Quanergy is the latest company developing LiDAR technology - which uses laser beams to help generate a three-dimensional map of the road - to turn to a special-purpose acquisition company (SPAC) to go public.

Others that have done so include Peter Thiel-backed Luminar Technologies Inc and AEye Inc.

The SPAC deal values Quanergy at $1.1 billion, and the transaction is expected to close in the second half of 2021, the company said in a news release.

Reuters first reported the company's plan to go public on Monday.

CCAC raised around $240 million in an IPO on the New York Stock Exchange in February 2020. It is sponsored by CITIC Capital Holdings Limited, which is backed by CITIC Group, China’s largest investment conglomerate.

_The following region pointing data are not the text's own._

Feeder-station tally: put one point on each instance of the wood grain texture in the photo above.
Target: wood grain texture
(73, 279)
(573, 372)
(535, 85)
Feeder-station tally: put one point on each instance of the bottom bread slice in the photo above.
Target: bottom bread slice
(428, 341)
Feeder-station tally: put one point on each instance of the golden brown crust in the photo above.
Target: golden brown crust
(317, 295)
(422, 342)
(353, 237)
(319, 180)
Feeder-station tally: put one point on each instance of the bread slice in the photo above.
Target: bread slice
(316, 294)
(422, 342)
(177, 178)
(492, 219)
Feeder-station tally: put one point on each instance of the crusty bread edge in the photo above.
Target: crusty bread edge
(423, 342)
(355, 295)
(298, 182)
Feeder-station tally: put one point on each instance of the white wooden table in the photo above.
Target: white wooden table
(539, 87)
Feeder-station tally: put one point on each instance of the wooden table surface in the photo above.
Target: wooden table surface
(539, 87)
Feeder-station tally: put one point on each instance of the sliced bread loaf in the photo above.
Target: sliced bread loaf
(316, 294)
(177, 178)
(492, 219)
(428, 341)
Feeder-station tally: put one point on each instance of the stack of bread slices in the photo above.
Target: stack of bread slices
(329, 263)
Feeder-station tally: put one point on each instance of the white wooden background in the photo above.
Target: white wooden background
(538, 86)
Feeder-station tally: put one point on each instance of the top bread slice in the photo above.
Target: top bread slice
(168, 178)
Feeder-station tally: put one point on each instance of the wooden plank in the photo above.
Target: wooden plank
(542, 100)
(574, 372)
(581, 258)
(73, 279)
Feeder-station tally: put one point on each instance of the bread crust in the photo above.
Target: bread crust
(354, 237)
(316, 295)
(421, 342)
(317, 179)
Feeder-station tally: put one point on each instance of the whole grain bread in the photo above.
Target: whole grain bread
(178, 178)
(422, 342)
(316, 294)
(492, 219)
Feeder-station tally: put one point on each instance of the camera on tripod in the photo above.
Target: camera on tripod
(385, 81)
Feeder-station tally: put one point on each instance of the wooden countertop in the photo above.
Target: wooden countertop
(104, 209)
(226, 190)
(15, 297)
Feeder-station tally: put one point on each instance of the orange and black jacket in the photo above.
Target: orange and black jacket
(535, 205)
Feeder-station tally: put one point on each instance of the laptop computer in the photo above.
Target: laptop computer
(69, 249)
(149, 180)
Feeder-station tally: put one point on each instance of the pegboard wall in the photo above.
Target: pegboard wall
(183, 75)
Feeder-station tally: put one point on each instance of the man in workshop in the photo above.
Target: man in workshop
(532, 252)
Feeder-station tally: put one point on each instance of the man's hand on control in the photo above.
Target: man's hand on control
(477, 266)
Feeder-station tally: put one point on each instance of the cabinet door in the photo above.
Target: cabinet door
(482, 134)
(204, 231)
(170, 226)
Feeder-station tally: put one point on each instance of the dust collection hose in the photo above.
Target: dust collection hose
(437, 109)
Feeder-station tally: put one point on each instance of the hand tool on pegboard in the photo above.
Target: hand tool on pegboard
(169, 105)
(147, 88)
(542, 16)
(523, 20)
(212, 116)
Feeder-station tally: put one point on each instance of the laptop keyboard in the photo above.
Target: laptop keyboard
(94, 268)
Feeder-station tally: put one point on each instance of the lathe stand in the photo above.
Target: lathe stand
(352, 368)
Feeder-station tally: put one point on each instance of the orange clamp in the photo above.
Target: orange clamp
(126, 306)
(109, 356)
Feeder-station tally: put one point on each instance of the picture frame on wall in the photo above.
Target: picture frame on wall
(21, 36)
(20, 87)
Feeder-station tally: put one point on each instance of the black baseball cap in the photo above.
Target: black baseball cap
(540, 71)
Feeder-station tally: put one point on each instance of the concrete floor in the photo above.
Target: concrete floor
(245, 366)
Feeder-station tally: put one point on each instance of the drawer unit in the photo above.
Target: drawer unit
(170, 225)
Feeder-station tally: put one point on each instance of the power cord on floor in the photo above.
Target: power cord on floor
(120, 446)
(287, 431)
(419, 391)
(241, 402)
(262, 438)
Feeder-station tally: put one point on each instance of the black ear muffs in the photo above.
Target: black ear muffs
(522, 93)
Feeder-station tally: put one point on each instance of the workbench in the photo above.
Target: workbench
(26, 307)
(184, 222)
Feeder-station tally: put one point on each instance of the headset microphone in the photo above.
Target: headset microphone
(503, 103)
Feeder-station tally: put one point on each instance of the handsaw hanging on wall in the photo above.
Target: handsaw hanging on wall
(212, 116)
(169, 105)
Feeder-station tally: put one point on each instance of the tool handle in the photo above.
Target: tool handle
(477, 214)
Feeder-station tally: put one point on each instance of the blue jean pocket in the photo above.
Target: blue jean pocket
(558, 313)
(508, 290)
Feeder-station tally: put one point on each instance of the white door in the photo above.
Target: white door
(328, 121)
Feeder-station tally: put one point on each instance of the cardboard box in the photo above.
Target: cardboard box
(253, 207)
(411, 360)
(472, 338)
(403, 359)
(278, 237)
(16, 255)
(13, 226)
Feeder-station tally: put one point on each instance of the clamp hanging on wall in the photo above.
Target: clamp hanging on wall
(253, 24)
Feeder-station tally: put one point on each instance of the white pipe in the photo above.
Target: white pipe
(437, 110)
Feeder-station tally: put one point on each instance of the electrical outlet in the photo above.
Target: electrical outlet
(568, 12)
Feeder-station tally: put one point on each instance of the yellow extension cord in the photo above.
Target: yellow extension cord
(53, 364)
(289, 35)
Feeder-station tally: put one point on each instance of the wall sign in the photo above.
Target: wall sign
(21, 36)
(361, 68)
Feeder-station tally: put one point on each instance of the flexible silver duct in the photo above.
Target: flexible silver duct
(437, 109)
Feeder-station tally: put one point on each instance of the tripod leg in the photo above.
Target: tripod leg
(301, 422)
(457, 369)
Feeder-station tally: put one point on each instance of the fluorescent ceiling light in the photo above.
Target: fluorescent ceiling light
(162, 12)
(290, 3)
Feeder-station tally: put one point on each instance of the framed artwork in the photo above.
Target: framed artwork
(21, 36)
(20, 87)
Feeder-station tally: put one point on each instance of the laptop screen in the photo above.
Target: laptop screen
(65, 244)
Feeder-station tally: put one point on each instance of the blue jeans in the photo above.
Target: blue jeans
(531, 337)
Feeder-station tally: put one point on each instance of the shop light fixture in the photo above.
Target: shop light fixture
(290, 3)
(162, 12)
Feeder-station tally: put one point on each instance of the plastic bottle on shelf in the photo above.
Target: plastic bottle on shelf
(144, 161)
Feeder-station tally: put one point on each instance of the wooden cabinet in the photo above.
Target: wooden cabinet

Under the proposed SPAC deal, Quanergy shareholders would own about 72% of the combined company, while SPAC shareholders would own around 20%, with most of the remainder going to outside investors.

Sunnyvale, California-based Quanergy, founded in 2012, said it is the only major LiDAR provider to use Optical Phased Array (OPA) technology, which reduces movable parts and which the company said is better for the requirements of the automotive industry.

"The OPA technology is very unique, and is essential for high-volume, low-cost, high-performance, high-reliability markets," Quanergy CEO Kevin Kennedy told Reuters. "But in the near term, the largest markets are really the internet of things (IoT) - so the industrial markets, robots, smart cities, and security.

"What we're trying to do is make sure that we use the IoT market as a bridge to the volumes of automotive that really come on strong in the second half of the decade," Kennedy said. "So the capital infusion is important."